9 Since termination, evidence revealed that in odd jobs, Mr Eaton had earned approximately $10,000 up until March 2010 when he then began full time service for the Army Reserve earning $700 per week.
10 The five grounds raised in the appeal are each directed to whether the Commission has jurisdiction to hear an unfair dismissal claim of a probationary constable. That issue was raised on appeal in Ferraris v Commissioner of Police (2006) NSWIRComm 243 but leave was not granted. This appeal raises the same issue, that is: whether s 88 of the Police Act 1990 ousts the Commission's jurisdiction to deal with a claim related to the appointment and dismissal of this Probationary Constable and perhaps the appointment and dismissal of all Police Officers.
11 A consequence of the reading and understanding the Grounds of the Appeal is that this Commission notes there is no challenge to the Reasons given by her Honour for the reinstatement of Mr Eaton. The learned Commissioner held the grounds for the termination were not sufficiently serious to give foundation to the termination of Mr Eaton. Rather, the appellant raises on appeal a jurisdictional challenge to the Decision and, if upheld, contends that would have the effect of nullifying the Commissioner's Orders.
12 This, I find, is a difficult matter. What I have before me is a set of facts which reveal the Police Commissioner is not challenging the reasons why the Commissioner gave an Order for the reinstatement of Mr Eaton. While I am prepared to accept that the Commissioner of Police has an arguable claim which it has raised on two separate occasions before the Commission and which issue has not gone before a Full Bench for determination in such a circumstance, I believe its arguable case should be aired and determined.

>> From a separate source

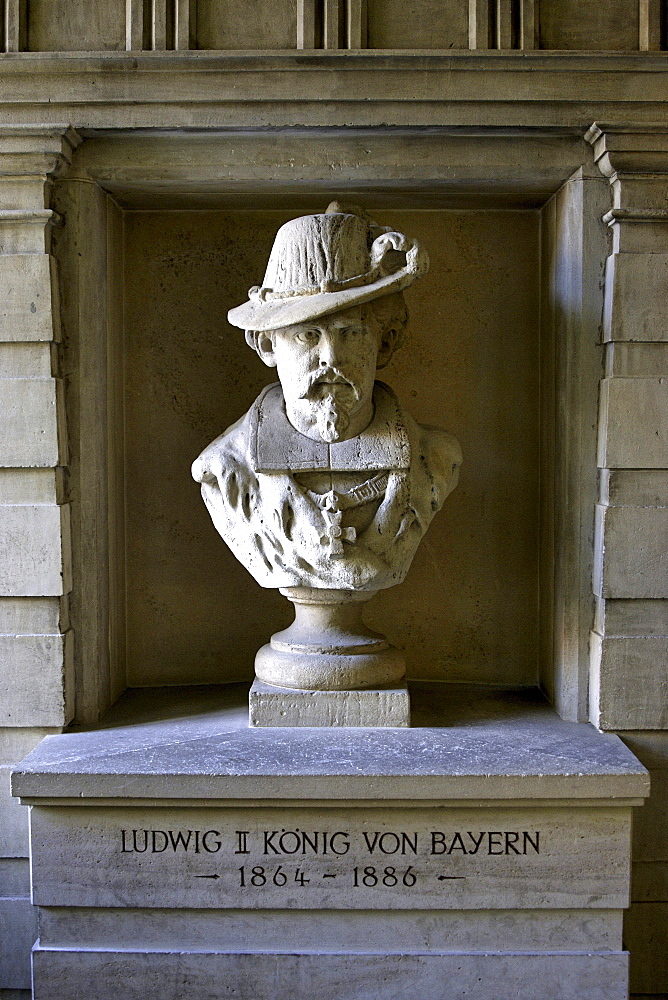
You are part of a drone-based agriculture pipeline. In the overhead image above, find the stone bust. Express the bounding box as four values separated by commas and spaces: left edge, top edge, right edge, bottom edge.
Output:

However, given the particular circumstances of this case, I do not believe the jurisdictional argument should be used to deny Mr Eaton his rights to back pay given in the Commissioner's Determination the jurisdictional grounds relied upon on appeal were rejected and the reasons for the Commissioner's Order to terminate were also rejected (and are not a ground of the appeal).
13 The appellant, as to a Stay of the back payment order to the respondent, contends as to the balance of convenience, the Stay should be denied because the Commission could not be sure the respondent would repay and also the backpay order would be a nullity as a consequence of the appellant succeeding on appeal. However, Mr Eaton has, since June of this year, been in full time employment. The payment of a back pay does not affect the Stay of the Reinstatement Order.
14 The personal circumstances of Mr Eaton are before me. He did not gain full employment until March this year. While I have accepted the appellant has an arguable claim, I do not accept that even if successful, the Full Bench has only the option of declaring all the learned Commissioner's Orders a nullity nor do I accept that the appeal would, if this limited Stay be granted, be rendered nugatory. I have weighed the circumstance of both parties to the appeal. The appellant contended it may not retrieve the monies if it was fully successful in this appeal. I reject this proposition. Mr Eaton has wanted to serve as a law officer and now serves his nation in its Army. He has always shown a keenness to work and a great respect for the law. The appellant provides no evidence in support of this proposition.
15 I allow the Stay for Orders No 1, 2, 4, 5 and 6 of Commissioner Bishop's Decision of 30 June 2010.
16 I reject the application for an order for a Stay of Order No 3 of Commissioner Bishop.
17 The Appeal Book should have been filed on 23 August 2010. (Through no fault of either party, that has been delayed.) I will allow an extension of time to 9 September 2010 for the filing of the Appeal Books by the appellant. The further directions on appeal are confirmed.